SVF is no ordinary regional label. Over 30 years it has built a formidable legacy in Bengali cinema and music, driven by culturally resonant storytelling and a catalogue that consistently punches above its weight. Its recent success with Chiraiya underlines the point. But the Kolkata-based powerhouse now has its sights firmly set beyond Bengal, most visibly through Legacy, a rap reality series produced in collaboration with hip-hop label Kalamkaar that signals a deliberate push into the pan-India music ecosystem.
Dhillon brings precisely the kind of muscle SVF needs for that expansion. At Sony Pictures Networks India, she led film acquisition and commercials and handled music licensing across the entire satellite network. Before that, she spent nearly 15 years at Hungama, rising to assistant general manager and leading strategic content licensing for the platform’s digital entertainment business, with a particular focus on international markets. Her label relationships span the full roster: Sony Music, Universal Music, Warner Music, Believe International, Tunecore, The Orchard and a clutch of smaller aggregators. She has negotiated and closed deals with Hollywood studios, Bollywood production houses and regional content players alike, building pricing models and deal structures off data analysis rather than instinct.

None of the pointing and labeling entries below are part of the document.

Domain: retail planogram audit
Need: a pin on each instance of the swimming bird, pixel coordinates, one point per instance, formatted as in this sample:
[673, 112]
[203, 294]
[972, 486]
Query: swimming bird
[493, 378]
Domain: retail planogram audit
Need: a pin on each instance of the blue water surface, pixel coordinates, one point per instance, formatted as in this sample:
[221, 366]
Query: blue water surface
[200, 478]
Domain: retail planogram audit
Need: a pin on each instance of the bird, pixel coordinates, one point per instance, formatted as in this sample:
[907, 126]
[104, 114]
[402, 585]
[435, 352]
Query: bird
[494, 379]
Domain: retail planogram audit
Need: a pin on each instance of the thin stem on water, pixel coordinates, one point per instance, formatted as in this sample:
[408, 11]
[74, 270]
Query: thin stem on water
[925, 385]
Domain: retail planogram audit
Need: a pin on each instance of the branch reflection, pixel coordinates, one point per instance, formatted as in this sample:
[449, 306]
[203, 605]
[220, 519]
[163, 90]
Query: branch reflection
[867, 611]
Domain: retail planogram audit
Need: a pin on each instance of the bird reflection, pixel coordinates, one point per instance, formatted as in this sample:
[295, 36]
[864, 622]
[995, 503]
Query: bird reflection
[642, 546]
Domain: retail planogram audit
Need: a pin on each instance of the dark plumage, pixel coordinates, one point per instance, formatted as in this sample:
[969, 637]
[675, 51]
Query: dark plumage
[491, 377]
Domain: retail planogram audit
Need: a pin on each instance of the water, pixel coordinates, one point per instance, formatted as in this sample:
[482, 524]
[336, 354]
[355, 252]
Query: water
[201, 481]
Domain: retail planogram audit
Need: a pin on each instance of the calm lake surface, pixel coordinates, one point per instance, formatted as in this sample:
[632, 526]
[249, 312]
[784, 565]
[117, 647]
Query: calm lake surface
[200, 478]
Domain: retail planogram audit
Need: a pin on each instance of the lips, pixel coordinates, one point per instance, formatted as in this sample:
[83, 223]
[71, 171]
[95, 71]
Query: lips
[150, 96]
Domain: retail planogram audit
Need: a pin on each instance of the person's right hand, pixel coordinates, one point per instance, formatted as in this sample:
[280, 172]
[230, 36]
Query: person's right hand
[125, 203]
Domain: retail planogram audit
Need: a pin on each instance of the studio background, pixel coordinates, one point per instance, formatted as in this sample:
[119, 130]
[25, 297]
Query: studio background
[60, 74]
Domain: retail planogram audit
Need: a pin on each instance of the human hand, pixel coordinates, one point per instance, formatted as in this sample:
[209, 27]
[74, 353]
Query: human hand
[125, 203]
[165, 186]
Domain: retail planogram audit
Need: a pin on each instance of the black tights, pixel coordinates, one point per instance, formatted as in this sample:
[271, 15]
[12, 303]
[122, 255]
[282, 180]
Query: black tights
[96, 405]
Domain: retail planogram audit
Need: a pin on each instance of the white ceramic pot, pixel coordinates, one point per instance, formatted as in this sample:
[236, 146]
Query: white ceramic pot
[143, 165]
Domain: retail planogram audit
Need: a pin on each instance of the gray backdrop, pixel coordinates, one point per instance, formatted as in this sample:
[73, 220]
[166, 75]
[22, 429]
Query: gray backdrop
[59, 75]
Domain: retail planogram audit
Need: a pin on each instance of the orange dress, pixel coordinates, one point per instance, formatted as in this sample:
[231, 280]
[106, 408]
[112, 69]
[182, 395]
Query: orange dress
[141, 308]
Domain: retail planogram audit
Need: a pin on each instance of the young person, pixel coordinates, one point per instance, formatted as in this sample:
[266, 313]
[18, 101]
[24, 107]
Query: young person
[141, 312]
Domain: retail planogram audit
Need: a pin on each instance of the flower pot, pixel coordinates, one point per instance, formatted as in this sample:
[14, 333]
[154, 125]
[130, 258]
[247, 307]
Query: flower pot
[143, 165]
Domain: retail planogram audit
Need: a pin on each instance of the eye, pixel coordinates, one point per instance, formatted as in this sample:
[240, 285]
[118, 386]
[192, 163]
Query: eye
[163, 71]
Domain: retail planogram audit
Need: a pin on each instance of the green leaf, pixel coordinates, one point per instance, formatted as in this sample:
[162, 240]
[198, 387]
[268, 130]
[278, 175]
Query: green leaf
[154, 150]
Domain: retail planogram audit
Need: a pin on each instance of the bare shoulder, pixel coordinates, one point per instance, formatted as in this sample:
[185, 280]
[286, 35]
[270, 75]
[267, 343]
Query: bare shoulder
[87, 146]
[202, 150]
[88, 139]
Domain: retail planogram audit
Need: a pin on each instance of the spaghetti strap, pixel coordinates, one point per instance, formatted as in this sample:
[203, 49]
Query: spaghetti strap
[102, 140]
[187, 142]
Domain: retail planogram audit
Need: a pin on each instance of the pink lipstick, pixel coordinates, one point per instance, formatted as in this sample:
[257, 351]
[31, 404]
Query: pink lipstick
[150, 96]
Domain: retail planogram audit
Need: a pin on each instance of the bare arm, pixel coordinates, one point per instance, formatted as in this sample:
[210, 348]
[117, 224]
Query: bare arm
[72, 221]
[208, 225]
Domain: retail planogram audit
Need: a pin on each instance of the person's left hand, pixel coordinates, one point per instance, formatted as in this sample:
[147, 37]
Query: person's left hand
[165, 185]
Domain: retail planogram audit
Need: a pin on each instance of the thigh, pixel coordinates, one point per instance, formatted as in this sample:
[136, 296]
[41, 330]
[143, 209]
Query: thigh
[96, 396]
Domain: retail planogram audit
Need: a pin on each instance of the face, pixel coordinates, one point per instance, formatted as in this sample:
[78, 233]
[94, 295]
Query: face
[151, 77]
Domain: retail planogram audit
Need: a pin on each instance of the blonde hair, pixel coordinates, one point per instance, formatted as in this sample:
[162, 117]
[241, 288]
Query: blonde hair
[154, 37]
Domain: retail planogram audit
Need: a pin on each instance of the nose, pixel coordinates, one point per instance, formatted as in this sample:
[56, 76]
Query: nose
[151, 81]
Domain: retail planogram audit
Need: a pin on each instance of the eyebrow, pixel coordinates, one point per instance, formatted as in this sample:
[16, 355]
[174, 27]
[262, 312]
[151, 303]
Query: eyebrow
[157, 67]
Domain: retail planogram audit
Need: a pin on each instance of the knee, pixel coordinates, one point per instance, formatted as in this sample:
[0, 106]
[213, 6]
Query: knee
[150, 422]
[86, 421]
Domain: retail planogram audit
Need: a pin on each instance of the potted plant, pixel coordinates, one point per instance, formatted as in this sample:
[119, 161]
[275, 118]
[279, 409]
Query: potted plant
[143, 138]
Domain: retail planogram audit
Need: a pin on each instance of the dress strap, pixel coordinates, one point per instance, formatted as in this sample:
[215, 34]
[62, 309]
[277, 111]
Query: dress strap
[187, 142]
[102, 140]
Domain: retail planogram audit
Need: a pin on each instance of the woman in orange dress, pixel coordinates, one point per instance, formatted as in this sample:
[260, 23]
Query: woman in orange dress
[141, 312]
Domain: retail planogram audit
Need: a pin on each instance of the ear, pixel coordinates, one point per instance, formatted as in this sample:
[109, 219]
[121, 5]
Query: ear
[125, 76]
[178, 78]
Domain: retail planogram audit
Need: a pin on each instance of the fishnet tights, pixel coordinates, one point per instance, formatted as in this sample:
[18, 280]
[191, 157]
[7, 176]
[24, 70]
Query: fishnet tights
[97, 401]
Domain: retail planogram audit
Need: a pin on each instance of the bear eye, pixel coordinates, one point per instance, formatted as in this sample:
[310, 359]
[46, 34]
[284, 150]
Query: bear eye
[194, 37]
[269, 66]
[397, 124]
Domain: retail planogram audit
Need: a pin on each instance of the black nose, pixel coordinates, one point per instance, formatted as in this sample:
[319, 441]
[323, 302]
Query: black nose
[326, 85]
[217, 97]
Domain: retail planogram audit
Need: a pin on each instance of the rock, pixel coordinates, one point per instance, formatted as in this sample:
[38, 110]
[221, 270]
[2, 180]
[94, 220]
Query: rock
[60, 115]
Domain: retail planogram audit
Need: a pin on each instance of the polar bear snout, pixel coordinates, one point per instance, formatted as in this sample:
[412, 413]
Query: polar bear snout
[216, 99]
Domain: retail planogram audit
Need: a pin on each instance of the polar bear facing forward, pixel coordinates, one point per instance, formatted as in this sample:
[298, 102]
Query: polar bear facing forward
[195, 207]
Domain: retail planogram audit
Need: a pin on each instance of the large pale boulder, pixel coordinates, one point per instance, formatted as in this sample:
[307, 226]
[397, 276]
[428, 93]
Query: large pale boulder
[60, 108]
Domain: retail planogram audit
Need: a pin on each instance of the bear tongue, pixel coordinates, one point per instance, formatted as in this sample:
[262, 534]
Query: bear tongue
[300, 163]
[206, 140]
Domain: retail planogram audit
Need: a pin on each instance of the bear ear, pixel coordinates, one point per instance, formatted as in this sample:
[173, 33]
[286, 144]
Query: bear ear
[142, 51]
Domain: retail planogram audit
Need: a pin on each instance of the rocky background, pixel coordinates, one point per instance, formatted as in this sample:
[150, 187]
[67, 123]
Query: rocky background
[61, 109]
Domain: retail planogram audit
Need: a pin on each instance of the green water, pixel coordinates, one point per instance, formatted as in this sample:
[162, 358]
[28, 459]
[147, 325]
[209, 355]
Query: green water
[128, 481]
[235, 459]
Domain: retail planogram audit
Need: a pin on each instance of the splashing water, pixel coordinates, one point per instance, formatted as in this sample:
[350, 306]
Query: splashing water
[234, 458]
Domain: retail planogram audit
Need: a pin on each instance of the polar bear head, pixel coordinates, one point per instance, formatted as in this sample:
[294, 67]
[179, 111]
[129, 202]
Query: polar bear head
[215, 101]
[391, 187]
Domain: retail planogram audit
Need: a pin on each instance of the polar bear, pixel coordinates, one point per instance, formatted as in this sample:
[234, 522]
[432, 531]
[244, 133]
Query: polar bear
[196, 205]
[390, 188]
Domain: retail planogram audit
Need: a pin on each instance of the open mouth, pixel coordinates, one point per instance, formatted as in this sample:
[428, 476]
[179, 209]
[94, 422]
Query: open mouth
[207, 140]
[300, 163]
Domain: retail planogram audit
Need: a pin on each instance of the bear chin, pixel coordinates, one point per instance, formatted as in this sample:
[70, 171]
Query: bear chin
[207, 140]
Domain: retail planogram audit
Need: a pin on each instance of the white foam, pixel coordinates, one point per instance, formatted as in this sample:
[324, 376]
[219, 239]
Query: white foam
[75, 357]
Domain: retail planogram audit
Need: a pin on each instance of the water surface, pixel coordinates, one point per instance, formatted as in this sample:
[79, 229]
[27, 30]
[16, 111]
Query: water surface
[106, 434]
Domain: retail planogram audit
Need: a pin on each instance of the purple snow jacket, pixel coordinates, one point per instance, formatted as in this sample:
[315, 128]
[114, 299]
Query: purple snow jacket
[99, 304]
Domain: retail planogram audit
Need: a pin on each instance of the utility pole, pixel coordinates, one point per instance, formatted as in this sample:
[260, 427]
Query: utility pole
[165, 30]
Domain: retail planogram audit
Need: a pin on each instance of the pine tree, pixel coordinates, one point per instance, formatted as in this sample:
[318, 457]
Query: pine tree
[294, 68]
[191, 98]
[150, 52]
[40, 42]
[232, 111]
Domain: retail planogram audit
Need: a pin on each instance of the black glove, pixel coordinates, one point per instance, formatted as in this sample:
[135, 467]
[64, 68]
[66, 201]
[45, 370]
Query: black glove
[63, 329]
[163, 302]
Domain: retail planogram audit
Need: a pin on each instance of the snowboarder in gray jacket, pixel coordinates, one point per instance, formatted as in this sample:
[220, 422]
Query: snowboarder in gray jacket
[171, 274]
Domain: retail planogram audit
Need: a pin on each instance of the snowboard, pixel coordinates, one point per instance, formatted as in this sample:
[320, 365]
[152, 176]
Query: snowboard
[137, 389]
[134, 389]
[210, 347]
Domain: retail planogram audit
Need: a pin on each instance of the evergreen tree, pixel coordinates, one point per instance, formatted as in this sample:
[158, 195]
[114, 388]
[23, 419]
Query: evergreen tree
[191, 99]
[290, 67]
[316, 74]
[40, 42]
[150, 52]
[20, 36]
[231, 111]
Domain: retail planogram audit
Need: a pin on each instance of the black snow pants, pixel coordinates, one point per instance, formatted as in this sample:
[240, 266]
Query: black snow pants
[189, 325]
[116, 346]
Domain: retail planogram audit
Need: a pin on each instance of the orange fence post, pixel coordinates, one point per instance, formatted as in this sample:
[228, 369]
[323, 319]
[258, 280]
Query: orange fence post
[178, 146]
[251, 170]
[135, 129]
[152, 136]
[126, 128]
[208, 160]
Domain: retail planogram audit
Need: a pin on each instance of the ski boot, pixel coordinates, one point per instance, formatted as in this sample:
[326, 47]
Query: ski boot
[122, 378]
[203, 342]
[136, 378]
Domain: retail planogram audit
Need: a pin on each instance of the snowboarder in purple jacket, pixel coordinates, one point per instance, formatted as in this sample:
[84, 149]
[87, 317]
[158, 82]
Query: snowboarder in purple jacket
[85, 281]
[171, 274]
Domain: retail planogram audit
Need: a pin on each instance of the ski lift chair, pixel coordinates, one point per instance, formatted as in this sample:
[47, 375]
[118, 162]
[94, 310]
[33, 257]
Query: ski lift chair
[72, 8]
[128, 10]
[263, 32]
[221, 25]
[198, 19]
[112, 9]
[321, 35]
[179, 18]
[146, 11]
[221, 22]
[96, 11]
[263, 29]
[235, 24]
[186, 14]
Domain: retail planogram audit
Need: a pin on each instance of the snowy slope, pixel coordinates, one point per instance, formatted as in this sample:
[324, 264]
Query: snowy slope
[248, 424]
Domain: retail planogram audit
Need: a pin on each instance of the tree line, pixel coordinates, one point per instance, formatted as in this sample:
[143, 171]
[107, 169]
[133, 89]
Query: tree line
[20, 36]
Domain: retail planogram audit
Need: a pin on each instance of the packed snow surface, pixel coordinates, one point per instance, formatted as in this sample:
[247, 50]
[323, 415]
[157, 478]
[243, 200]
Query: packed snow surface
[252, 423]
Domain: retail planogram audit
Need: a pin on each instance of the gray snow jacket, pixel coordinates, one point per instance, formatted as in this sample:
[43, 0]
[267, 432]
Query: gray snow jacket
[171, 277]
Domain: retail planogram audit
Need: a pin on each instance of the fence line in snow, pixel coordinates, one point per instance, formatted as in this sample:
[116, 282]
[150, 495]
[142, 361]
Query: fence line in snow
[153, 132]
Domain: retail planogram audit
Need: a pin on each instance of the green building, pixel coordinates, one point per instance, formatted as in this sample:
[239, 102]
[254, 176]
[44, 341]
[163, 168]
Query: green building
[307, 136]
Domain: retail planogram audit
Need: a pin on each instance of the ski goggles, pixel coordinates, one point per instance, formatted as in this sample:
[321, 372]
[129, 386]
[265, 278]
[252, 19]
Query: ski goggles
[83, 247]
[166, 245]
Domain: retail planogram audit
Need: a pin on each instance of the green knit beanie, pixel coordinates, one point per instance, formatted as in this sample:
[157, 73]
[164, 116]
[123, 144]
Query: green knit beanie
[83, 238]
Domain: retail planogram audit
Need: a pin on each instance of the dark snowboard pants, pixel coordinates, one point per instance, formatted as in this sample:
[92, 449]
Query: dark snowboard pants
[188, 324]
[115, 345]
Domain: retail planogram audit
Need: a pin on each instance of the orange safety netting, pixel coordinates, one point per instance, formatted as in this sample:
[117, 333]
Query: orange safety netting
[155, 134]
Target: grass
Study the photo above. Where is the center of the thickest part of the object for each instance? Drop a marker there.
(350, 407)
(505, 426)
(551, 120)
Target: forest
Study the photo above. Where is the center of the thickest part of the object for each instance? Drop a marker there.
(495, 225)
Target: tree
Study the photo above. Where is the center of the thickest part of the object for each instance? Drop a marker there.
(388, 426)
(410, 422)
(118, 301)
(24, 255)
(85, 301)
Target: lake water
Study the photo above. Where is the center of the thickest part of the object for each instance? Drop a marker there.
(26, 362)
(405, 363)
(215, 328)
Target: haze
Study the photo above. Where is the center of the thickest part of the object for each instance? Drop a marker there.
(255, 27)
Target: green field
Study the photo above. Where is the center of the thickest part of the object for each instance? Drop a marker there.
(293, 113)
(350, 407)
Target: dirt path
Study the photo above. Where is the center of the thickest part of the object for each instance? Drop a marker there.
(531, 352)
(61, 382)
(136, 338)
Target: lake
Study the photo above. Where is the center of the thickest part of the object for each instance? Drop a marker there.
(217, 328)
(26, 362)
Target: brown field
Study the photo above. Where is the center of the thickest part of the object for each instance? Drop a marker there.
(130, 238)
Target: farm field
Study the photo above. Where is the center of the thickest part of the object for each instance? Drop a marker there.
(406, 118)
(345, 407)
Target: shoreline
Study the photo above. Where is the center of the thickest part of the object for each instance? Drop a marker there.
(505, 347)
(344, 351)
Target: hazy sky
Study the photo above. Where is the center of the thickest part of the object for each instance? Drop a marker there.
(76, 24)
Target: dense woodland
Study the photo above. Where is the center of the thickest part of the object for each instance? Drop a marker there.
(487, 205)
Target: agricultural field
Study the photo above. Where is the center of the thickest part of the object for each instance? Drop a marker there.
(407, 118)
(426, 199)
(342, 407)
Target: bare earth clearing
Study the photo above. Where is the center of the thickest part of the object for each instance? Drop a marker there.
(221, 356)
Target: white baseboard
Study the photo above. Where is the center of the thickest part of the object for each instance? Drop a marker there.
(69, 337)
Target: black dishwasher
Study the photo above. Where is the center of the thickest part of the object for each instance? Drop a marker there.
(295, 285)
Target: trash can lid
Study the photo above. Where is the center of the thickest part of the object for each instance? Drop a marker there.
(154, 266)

Announcing the appointment, Dhillon said she was “thrilled to begin this journey with an iconic Bengali music label and content powerhouse,” adding that SVF’s “constant drive to push boundaries” was what drew her to the role.
SVF has spent three decades proving that regional does not mean limited. With a sharp commercial operator now steering its music distribution, its bid to go national just got a good deal more serious.